By investing in offerings relating to loans, preferred equity or revenue sharing securities, companies are required to make payments on a recurring basis. These payments may not be received due to financial or other difficulties experienced by the company. Investors must be prepared to bear the
risk of not receiving their expected payments. Equity securities often do not come with required payments.
Private businesses are not required to report on their financial status quarterly like public companies.
The businesses that post offerings on the website are not public companies and are not required to file quarterly or annual reports with the SEC,
which reports contain financial information about the company. Therefore, such reports will be unavailable, unless and until the company chooses
to produce reports for its security holders.
Private businesses are not subject to the same regulatory requirements as a public company.
When a company goes public they are required to disclose specific information in their public offering documents, and, going forward, in annual reports to the SEC on Form 10-K and they must adhere to the Sarbanes-Oxley Act. Private businesses are not subject to these requirements.
Non-public offerings may involve complex tax structures.
Non-public or limited public offerings can involve complex tax structures. Since the tax consequences of an investment in such offerings may not be the same for all investments or for all investors, prospective investors are encouraged to consult their own tax advisors with specific reference to their own tax situations, including the application and effect of federal, state, local, and foreign tax laws and possible changes in such laws.
Investments may not be suitable for certain investors.
The offering materials presented for each offering describe the various risks relating to an investment in the specific offering.

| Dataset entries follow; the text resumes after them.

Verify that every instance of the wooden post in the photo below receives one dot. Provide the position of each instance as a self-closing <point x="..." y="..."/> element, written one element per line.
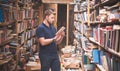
<point x="88" y="12"/>
<point x="67" y="30"/>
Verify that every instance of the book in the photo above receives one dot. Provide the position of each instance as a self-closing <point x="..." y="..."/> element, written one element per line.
<point x="60" y="30"/>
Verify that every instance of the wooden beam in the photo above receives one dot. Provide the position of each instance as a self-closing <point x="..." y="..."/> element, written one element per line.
<point x="58" y="1"/>
<point x="67" y="30"/>
<point x="88" y="12"/>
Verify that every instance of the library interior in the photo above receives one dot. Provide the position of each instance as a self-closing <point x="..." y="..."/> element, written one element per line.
<point x="59" y="35"/>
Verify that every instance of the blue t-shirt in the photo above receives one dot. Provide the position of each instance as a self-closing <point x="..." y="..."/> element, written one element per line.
<point x="47" y="32"/>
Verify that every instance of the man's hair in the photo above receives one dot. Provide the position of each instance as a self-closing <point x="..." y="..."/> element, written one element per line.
<point x="49" y="12"/>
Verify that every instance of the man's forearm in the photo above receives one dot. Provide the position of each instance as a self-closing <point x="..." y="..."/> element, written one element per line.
<point x="60" y="40"/>
<point x="44" y="42"/>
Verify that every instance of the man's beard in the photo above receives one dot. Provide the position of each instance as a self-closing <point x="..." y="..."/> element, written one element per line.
<point x="49" y="22"/>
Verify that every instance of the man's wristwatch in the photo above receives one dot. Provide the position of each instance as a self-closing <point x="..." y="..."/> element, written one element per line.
<point x="54" y="40"/>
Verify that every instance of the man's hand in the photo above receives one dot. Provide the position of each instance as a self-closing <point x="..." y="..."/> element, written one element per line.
<point x="59" y="37"/>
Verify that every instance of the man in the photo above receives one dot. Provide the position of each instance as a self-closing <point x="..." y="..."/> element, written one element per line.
<point x="48" y="40"/>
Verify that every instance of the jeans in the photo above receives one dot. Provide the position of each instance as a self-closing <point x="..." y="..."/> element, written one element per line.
<point x="49" y="62"/>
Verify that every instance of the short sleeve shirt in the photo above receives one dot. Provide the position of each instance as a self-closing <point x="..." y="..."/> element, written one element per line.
<point x="47" y="33"/>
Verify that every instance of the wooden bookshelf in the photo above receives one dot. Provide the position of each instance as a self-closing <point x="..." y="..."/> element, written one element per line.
<point x="100" y="67"/>
<point x="107" y="49"/>
<point x="6" y="41"/>
<point x="22" y="12"/>
<point x="93" y="12"/>
<point x="5" y="60"/>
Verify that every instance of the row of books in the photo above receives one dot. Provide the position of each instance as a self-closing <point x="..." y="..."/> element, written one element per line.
<point x="80" y="16"/>
<point x="108" y="62"/>
<point x="26" y="36"/>
<point x="107" y="37"/>
<point x="30" y="33"/>
<point x="32" y="23"/>
<point x="20" y="27"/>
<point x="31" y="42"/>
<point x="5" y="34"/>
<point x="80" y="6"/>
<point x="82" y="28"/>
<point x="6" y="15"/>
<point x="25" y="14"/>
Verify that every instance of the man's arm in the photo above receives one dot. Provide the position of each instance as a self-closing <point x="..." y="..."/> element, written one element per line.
<point x="44" y="41"/>
<point x="60" y="37"/>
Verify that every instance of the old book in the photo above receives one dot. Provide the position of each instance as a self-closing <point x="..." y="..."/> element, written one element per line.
<point x="60" y="30"/>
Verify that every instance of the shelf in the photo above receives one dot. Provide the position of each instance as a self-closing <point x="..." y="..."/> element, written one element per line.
<point x="93" y="23"/>
<point x="108" y="2"/>
<point x="100" y="67"/>
<point x="5" y="60"/>
<point x="6" y="41"/>
<point x="107" y="49"/>
<point x="80" y="11"/>
<point x="6" y="24"/>
<point x="114" y="6"/>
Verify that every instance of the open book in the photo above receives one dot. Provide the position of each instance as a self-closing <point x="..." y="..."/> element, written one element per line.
<point x="60" y="30"/>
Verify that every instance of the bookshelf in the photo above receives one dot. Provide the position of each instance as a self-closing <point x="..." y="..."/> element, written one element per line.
<point x="18" y="23"/>
<point x="90" y="23"/>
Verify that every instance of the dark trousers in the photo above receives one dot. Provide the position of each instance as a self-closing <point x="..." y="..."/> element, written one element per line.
<point x="49" y="62"/>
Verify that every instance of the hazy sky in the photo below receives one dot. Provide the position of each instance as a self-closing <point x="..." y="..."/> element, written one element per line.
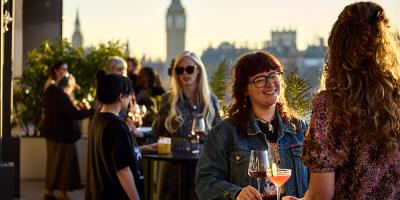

You should read the offering materials carefully to determine whether an investment is suitable for you in light of, among other things, your financial situation, need for liquidity, tax situation, risk tolerance and your other investments.
The past performance of any company is not necessarily indicative of potential future results.
You should only commit “risk capital” to an investment—which means money that you can lose.
Investments in Title III Crowdfunding offerings are not for everyone and entail risks that are different from more traditional investments.
You should obtain investment and tax advice from your advisers before deciding to invest.